Presentation by:  Michelle Gilman, Bonny Norton

Session: Session A | Time: 9:00 AM – 9:40 AM | Location: Room 200

Storybooks Canada is an open access digital innovation developed by a UBC team to promote multilingual literacy for young Canadians. A derivative of the African Storybook, the website has 40 illustrated stories, in text and audio, in English and French, as well as the main immigrant and refugee languages of Canada. Our sister project is Indigenous Storybooks Canada (http://indigenousstorybooks.ca/). The questions in our pilot study include how the stories can best be used to promote early reading; how to relate the stories to the new BC curriculum; and how parents can be encouraged to use the stories. Our data is drawn from 20 volunteer elementary school tutors across greater Vancouver. Insights are being sought through questionnaires, interviews, and focus-group discussions. Our theoretical framework draws on literacy as a social practice.
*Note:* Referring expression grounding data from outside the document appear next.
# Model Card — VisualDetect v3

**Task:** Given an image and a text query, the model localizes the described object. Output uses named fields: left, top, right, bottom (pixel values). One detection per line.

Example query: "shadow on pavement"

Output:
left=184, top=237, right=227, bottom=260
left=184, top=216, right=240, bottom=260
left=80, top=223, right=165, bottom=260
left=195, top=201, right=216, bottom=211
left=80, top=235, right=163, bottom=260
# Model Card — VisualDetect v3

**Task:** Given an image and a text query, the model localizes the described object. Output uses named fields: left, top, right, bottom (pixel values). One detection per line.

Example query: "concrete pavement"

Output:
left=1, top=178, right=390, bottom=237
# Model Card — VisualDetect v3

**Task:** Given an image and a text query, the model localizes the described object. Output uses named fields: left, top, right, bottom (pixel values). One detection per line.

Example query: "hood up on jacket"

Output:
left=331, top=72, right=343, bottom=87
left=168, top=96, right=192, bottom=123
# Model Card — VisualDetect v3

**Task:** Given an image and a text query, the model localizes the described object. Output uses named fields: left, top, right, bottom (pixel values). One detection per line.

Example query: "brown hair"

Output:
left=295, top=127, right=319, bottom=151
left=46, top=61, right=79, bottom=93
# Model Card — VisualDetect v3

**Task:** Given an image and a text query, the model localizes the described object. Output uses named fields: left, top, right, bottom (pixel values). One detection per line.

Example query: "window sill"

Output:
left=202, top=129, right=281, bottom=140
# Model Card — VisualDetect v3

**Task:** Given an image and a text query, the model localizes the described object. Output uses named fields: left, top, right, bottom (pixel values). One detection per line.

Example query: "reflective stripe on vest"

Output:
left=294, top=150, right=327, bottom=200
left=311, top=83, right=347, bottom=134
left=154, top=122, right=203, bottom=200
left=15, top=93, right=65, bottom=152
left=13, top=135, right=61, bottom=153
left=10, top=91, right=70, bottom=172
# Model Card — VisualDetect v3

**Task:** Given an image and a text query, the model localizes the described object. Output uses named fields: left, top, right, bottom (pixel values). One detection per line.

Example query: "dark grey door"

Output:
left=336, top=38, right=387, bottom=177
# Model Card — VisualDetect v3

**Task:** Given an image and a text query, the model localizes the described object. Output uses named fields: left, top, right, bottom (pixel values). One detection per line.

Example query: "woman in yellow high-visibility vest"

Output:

The preliminary results of the pilot study indicate a favorable response for Storybooks Canada being used both at home and in schools. In the school context, of central interest is the ways in which the stories can be related to the school curriculum. Within the home context, the tutors see the benefit of being able to send reading home with children so that all members of the family are able to share in and learn from the reading experience, particularly given the challenges of navigating both home and school languages. Of particular interest is the tutors’ assessment that Storybooks Canada can build exciting and productive home/school reading partnerships.

An open access digital story program that promotes multiculturalism and multilingualism is relevant for all participants attending the Investigating Our Practice Conference.

3 Questions for discussion:

1. To what extent can multilingual stories promote early literacy for diverse children?
2. How can we integrate Storybooks Canada into the BC curriculum?
3. How can multicultural/multilingual stories be used to promote partnerships between schools and homes?